Nesse relatório do Council on Foreign Relations, Washington está na linha de frente de dois dos principais perigos de confrontação armada em 2018: Coreia do Norte e Irã.

Em relação a essas duas grandes crises, explica Paul Stares à AFP, "é difícil saber", se as ameaças de Donald Trump "são da ordem da fanfarronice, ou se ele está, realmente, determinado a usar a força".

E a diplomacia americana ainda não registrou grandes sucessos. "Assim que o presidente assumiu o cargo, ele identificou a Coreia do Norte como a principal ameaça à Segurança Nacional dos Estados Unidos.

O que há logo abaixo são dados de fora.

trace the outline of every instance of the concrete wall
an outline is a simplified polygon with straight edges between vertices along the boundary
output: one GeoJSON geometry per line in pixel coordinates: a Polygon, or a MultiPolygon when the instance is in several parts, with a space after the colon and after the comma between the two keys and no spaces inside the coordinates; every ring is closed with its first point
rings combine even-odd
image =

Infelizmente, isso continua sendo verdade 11 meses depois - se não tiver piorado", reconheceu Tillerson.

Tanto para Pyongyang quanto para Teerã, a linha "está posta para todos os aliados", completa Célia Belin, acrescentando que "Trump tem uma retórica anti-iraniana muito forte, mas, por enquanto, nenhuma ação concreta e eficaz".
Apesar de abalados, não parece que os aliados vão permanecer nesse estado de perplexidade, acredita Célia.

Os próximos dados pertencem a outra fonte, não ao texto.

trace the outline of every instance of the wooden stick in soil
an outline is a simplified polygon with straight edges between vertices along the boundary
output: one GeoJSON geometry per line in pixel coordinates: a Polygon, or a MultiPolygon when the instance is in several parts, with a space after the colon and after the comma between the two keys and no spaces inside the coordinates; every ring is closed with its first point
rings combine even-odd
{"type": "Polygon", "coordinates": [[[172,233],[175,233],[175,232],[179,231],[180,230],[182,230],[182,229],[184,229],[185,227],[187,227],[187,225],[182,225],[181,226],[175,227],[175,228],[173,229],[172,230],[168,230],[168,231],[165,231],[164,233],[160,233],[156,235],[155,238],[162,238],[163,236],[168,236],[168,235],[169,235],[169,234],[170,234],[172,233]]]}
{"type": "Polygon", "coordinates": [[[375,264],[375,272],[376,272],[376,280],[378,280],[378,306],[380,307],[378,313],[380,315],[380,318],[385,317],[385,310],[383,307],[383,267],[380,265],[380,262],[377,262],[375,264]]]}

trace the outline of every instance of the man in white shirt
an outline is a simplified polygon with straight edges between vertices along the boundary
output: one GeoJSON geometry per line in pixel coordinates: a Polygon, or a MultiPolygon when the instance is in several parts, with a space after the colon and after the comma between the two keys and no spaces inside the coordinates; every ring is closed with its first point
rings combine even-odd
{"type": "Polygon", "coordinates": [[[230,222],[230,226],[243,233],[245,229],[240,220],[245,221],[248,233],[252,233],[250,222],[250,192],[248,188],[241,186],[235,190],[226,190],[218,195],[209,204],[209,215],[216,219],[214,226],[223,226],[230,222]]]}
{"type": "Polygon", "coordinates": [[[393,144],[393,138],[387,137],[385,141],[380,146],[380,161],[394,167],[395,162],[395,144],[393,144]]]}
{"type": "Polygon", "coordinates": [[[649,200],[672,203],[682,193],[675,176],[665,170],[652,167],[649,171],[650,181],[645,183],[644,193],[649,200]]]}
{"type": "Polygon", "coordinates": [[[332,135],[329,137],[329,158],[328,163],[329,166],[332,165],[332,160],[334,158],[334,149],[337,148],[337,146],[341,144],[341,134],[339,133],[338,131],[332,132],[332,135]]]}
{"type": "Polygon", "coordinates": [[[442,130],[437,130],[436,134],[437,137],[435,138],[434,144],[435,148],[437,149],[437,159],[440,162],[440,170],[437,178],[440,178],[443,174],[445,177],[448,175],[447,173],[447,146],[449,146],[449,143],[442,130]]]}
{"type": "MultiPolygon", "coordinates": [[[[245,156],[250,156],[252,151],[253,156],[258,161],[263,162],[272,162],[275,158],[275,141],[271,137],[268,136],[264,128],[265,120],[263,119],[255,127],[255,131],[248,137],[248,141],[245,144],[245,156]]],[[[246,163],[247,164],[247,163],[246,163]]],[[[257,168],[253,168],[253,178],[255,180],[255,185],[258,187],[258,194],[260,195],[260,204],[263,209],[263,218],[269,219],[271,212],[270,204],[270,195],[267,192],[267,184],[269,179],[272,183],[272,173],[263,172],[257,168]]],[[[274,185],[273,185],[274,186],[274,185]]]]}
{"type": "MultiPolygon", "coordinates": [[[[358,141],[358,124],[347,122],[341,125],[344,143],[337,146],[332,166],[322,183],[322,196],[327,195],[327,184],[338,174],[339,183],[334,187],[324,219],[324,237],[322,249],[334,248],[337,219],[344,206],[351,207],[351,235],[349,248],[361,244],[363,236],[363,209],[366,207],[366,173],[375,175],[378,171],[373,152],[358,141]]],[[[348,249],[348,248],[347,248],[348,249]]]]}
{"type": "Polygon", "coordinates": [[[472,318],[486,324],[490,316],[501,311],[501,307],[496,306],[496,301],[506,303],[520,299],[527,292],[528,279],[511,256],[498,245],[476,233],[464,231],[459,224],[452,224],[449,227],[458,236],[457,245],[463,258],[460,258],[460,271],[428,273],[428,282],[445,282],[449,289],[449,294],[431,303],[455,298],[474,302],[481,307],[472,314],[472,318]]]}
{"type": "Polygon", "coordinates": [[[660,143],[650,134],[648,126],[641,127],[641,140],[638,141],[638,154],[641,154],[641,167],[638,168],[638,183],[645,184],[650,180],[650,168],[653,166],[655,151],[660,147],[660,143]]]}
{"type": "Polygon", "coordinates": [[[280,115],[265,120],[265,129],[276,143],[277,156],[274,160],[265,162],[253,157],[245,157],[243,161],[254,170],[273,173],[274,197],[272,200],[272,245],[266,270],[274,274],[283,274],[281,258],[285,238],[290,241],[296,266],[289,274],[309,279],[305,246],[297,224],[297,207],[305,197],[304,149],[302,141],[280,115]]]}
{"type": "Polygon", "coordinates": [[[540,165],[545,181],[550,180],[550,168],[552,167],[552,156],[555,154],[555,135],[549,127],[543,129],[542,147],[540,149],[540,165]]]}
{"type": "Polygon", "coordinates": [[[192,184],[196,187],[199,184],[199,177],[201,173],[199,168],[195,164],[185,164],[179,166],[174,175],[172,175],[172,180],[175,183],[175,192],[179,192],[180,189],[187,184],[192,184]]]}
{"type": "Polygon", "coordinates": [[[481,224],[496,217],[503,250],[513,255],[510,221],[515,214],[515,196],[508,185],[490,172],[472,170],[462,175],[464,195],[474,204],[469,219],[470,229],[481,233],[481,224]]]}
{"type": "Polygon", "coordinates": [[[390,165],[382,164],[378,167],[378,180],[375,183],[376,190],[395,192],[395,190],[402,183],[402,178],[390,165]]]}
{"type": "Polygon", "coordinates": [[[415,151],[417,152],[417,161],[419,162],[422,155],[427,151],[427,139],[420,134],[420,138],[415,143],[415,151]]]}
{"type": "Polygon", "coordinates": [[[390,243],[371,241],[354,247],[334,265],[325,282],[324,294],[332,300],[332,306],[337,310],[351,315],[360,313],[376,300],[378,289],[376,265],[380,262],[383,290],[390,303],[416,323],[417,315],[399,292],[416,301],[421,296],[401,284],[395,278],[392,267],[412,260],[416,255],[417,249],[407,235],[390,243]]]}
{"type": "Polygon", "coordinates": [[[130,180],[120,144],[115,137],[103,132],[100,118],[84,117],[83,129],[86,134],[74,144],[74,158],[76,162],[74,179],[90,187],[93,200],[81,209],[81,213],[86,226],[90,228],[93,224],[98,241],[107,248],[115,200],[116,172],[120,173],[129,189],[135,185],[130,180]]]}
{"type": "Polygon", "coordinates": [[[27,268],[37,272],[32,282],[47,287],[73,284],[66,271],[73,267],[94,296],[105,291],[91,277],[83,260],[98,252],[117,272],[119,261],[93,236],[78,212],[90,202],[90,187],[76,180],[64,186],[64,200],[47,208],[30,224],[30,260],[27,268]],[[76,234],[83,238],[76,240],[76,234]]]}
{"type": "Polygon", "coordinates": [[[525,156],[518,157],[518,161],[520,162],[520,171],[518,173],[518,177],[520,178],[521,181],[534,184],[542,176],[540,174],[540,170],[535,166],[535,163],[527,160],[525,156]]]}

"A França é pragmática", europeus e asiáticos "se acostumam com os tuítes de Trump", e ele chega até a ser, eventualmente, apreciado no Leste Europeu, ou no Oriente Médio, onde "ele reafirmou com força" a aliança com Israel e Arábia Saudita.

Em vários casos, da crítica à Organização do Tratado do Atlântico Norte (Otan) à ameaça de uma guerra comercial com a China, "uma forma de realismo e de continuidade se impôs", analisa a pesquisadora da Brookings.

O mesmo vale para o Afeganistão, de onde o presidente queria se retirar até confessar que "as decisões são muito diferentes, quando você está no Salão Oval".

Quanto à desejada aproximação com Moscou, encontra-se paralisada pelas suspeitas de conluio durante a campanha eleitoral entre a Rússia de Vladimir Putin e a equipe do então candidato Trump.

Na verdade, observa Célia Belin, apenas alguns poucos aliados realmente tiveram perdas: o México, pressionado pelos projetos de muro fronteiriço, e os britânicos, "já sozinhos no mundo em pleno Brexit", alvo de virulentos tuítes de @realDonaldTrump sobre a gestão da ameaça extremista.

E, por fim, a Alemanha, "profundamente desestabilizada pelos ataques antialemães contra a chanceler Angela Merkel", disse a pesquisadora.

O ministro alemão das Relações Exteriores, Sigmar Gabriel, alertou: "o recuo dos Estados Unidos, sob Donald Trump, de seu papel de garantidor confiável do multilateralismo ocidental" deve levar os europeus a um protagonismo. Porque, completou, o mal está feito, e "isso não mudará fundamentalmente na próxima eleição".